Kini, US$81.800 menjadi level penting untuk membuka peluang menuju US$85 ribu, sementara US$75 ribu menjadi batas yang perlu dijaga agar risiko penurunan ke US$70 ribu tidak membesar.
Bitcoin sebelumnya sempat menyentuh US$81.265 sebelum aksi ambil untung menahan kenaikannya. Meski harga kemudian terkoreksi, BTC masih membukukan kenaikan 23,5% dalam sepekan hingga 23 Agustus 2026, dengan harga bertambah sekitar US$14.775.
Arah Bitcoin selanjutnya juga akan berhadapan dengan sejumlah agenda ekonomi AS dan perubahan arus dana ETF Bitcoin spot.
Namun, pada 28 Agustus terjadi outflow US$201,9 juta. Arus keluar tersebut mengakhiri sembilan sesi inflow berturut-turut ETF Bitcoin spot.

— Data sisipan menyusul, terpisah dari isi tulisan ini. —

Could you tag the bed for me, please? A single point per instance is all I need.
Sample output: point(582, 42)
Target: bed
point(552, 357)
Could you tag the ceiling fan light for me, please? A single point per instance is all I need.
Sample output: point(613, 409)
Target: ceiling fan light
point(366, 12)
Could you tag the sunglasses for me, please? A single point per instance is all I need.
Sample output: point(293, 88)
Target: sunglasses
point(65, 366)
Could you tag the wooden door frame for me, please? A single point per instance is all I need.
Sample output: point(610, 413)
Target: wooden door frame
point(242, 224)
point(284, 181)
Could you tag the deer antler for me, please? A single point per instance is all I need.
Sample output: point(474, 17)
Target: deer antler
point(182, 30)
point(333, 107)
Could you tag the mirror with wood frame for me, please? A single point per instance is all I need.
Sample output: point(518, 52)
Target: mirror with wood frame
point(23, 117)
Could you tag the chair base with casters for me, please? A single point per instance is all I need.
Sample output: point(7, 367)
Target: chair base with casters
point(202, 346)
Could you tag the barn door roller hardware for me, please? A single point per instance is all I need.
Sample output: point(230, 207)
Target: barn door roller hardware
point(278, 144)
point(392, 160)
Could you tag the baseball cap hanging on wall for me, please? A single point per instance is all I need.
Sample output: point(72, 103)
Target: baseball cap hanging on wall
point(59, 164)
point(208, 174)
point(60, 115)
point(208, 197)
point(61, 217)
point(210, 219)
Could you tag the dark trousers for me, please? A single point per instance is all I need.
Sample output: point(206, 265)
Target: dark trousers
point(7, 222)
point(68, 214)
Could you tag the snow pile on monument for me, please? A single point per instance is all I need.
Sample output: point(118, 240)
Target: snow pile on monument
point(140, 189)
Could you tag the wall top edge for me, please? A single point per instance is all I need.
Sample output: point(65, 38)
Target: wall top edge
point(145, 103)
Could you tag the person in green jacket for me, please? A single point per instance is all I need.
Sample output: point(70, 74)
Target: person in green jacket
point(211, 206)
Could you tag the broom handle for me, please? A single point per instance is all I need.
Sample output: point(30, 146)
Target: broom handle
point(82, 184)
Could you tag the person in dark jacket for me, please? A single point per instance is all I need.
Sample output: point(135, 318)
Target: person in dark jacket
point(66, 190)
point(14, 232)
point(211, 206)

Pada periode yang sama, ETF Bitcoin dan Ethereum spot BlackRock dilaporkan menarik dana lebih dari US$1,58 miliar selama sepekan.
Michael Saylor juga kembali mengunggah pelacak pembelian Bitcoin pada Minggu (30/8) dengan tulisan “We’re back”. Unggahan tersebut memberi sinyal bahwa Strategy berpotensi kembali melakukan pembelian Bitcoin.
Bitcoin Perlu Lewati US$81.800 untuk Menuju US$85 Ribu
Melansir dari CoinGape, dalam skenario bullish, Bitcoin membutuhkan penutupan harian di atas US$81.800 untuk memperkuat peluang kenaikan.
Jika level tersebut berhasil dilewati, target berikutnya berada di US$83 ribu sebelum US$85 ribu. Dari harga sekitar US$78.800, BTC membutuhkan kenaikan sekitar 8% untuk mencapai target tersebut.
Volume perdagangan yang kuat dan kembalinya inflow ETF Bitcoin spot dapat memperkuat konfirmasi breakout. Sebaliknya, kegagalan menembus resistance membuat perhatian beralih ke area support BTC.